As long as the CWHL and NWHL continue to choose to operate separately, Bettman said, the NHL would not interfere, even though that leaves “two leagues where neither is perhaps as strong as it should or could be.”

“It would be nice to see a little bit more of an active approach than a passive approach from some higher-up people,” Lamoureux-Davidson said. “The NHL has resources; they have venues already established with practice rinks. If people are passive on it, it will be slower, and I think an opportunity will be missed.”

Both leagues made notable strides on their own last season. The CWHL started paying players, two years after the NWHL did, and two NHL teams invested in NWHL franchises.

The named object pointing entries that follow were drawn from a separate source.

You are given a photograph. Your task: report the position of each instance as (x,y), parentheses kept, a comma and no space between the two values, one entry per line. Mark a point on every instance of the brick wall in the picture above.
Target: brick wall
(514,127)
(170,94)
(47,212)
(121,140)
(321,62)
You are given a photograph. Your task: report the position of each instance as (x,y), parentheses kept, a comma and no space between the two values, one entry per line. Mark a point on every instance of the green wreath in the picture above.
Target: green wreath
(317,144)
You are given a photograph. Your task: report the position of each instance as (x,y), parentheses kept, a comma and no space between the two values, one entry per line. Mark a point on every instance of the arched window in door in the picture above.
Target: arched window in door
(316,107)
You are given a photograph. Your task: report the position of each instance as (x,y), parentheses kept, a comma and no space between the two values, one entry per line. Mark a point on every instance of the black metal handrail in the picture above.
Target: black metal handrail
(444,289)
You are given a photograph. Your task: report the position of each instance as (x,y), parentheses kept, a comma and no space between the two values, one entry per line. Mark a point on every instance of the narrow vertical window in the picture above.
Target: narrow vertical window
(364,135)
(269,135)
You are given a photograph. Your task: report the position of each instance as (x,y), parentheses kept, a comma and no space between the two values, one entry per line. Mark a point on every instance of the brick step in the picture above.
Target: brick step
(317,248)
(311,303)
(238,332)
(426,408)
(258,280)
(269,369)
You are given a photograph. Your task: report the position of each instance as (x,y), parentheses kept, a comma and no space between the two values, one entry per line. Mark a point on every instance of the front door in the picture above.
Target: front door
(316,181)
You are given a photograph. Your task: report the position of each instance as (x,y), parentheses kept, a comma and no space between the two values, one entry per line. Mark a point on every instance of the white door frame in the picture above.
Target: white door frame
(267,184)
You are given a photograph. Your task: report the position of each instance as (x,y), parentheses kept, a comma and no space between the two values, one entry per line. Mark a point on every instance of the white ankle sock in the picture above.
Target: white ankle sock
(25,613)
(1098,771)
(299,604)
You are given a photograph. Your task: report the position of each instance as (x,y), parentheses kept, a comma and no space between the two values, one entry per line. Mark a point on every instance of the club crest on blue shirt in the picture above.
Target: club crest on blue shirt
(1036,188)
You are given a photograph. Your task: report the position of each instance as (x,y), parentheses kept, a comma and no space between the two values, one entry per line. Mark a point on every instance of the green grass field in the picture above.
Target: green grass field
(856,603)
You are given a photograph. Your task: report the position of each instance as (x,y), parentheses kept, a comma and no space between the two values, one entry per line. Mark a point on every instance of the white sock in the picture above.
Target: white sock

Individual NHL teams have also provided support for CWHL teams in the past. Daoust said she would like to see more single-admission doubleheaders in cities that have professional men’s and women’s teams, “and not do that just once a year,” as has occasionally happened.

“We need money invested in our league,” said Daoust, who also would like more-engaged sponsors. “We need money to allow our players to only be athletes. Media has a big responsibility. TSN never talks about the CWHL, saying they’re playing this weekend at 7, come watch them.”

Knight said USA Hockey, which pays the national team’s salaries, needed to play an active role in the sport’s future for women and girls. The national team’s March 2017 boycott led to the creation of a Women’s High Performance Advisory Group within USA Hockey. But because of the team’s Olympic commitments, the group was officially formed only recently.

Each of the national team’s notable victories on and off the ice over the past year came against significant odds. As those past conquests showed, talk alone will not create results. Despite no signs of one league forming any time soon, the players remain confident they can once again reshape their sport.

“We just proved if we have the right resources and right support, we’re able to accomplish great things,” Knight said. “We just have to steer them to what we need as players.”